Pregnancy increases guanosine 3',5'-monophosphate in the myometrium independent of nitric oxide synthesis

CP Weiner, RG Knowles, SE Nelson and LD Stegink
Wellcome Research Laboratories, Beckenham, Kent, United Kingdom.

The mechanism for myometrial quiescence during pregnancy is unknown. cGMP plays an integral role in the relaxation of smooth muscle, and nitric oxide (NO) is the most important endogenous activator of soluble guanylate cyclase. The purpose of this study was to determine the effect of gestational age on myometrial cGMP and NO synthase (NOS) activity in the guinea pig. Myometrial cGMP content (measured by RIA) rose slowly until 0.49 (fraction of pregnancy completed) gestation before abruptly increasing to 200 times the non-pregnant control value.
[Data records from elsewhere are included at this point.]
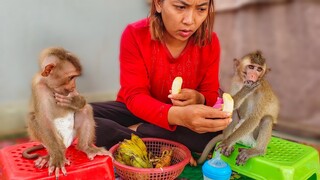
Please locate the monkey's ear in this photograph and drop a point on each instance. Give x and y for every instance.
(47, 70)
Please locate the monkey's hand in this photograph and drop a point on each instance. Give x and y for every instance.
(73, 101)
(56, 164)
(186, 97)
(226, 148)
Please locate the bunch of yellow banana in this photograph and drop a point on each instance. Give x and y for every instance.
(133, 152)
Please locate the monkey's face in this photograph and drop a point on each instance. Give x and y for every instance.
(253, 72)
(62, 79)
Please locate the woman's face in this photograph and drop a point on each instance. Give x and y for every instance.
(182, 18)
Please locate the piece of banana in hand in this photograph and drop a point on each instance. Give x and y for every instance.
(176, 85)
(227, 103)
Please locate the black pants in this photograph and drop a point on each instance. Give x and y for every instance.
(112, 119)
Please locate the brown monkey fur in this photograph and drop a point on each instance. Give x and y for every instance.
(55, 101)
(256, 106)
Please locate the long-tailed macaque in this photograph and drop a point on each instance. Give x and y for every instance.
(58, 113)
(256, 106)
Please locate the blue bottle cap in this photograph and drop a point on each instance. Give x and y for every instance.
(216, 169)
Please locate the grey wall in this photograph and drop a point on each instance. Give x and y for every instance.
(89, 28)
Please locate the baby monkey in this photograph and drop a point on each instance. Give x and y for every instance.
(257, 107)
(58, 113)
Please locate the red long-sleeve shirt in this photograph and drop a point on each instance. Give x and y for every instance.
(147, 70)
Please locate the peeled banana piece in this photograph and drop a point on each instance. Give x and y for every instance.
(176, 85)
(228, 103)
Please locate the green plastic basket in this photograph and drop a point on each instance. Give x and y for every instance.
(284, 159)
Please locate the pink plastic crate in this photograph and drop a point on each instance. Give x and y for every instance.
(14, 167)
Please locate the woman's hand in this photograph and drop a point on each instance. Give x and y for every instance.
(186, 97)
(199, 118)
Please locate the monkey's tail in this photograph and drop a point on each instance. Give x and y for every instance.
(26, 153)
(208, 148)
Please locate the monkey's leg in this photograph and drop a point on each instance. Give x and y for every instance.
(265, 132)
(208, 148)
(85, 127)
(26, 153)
(245, 128)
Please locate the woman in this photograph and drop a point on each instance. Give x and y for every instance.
(175, 40)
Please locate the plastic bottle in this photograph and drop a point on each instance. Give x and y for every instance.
(216, 169)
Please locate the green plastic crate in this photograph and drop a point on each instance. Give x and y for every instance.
(284, 159)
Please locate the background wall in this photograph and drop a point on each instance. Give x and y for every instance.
(90, 29)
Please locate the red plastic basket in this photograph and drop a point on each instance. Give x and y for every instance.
(180, 158)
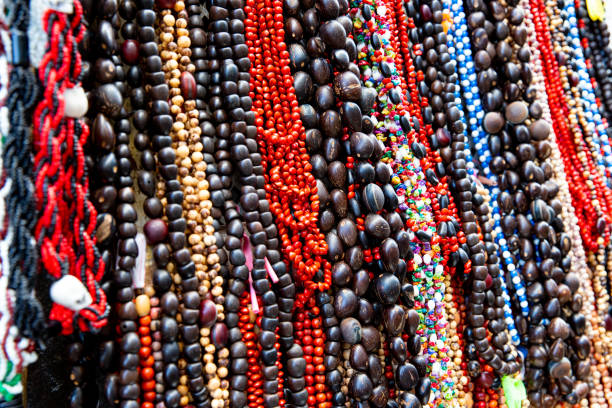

It then declined precipitously after 0.87 gestation. Of the known isoenzymes of NOS, the messenger RNAs coding for both endothelial and neuronal NOS could be amplified from the myometrium of pregnant and nonpregnant animals using reverse transcriptase-polymerase chain reaction, but inducible NOS messenger RNA was not found. Myometrial calcium-dependent NOS activity (measured by the conversion of L-[U- 14C]arginine to [U-14C]citrulline) declined slowly with advancing gestation (r2 = 0.096; slope = -0.34; P = 0.01), but never differed significantly from the activity in nonpregnant animals [31.1 +/- 11 (term pregnancy) vs. 56.9 +/- 16 (nonpregnant) pmol/min.g; P = NS]. Calcium-independent activity declined shortly after conception, and then rose toward the nonpregnant level (r2 = 0.19; slope = 0.45; P = 0.0009). However, at no time was it significantly different from that in the nonpregnant animal. Pregnancy had no effect on myometrial L- arginine and L-citrulline content. The administration of L-nitro- arginine methyl ester (200 mg/kg) to inhibit NOS dramatically increased blood pressure and reduced fetal renal NOS activity, but had no effect on the myometrial cGMP content. Estradiol (500 micrograms/kg for 5 days) modestly increased cGMP, but in contrast to many tissues in which estradiol increases NOS, it had no effect on myometrial NOS activity. We conclude that pregnancy dramatically increases cGMP by a mechanism independent of NOS. The stimulus remains to be identified. The temporal change in cGMP concentration is consistent with the hypothesis that cGMP mediates myometrial quiescence during pregnancy.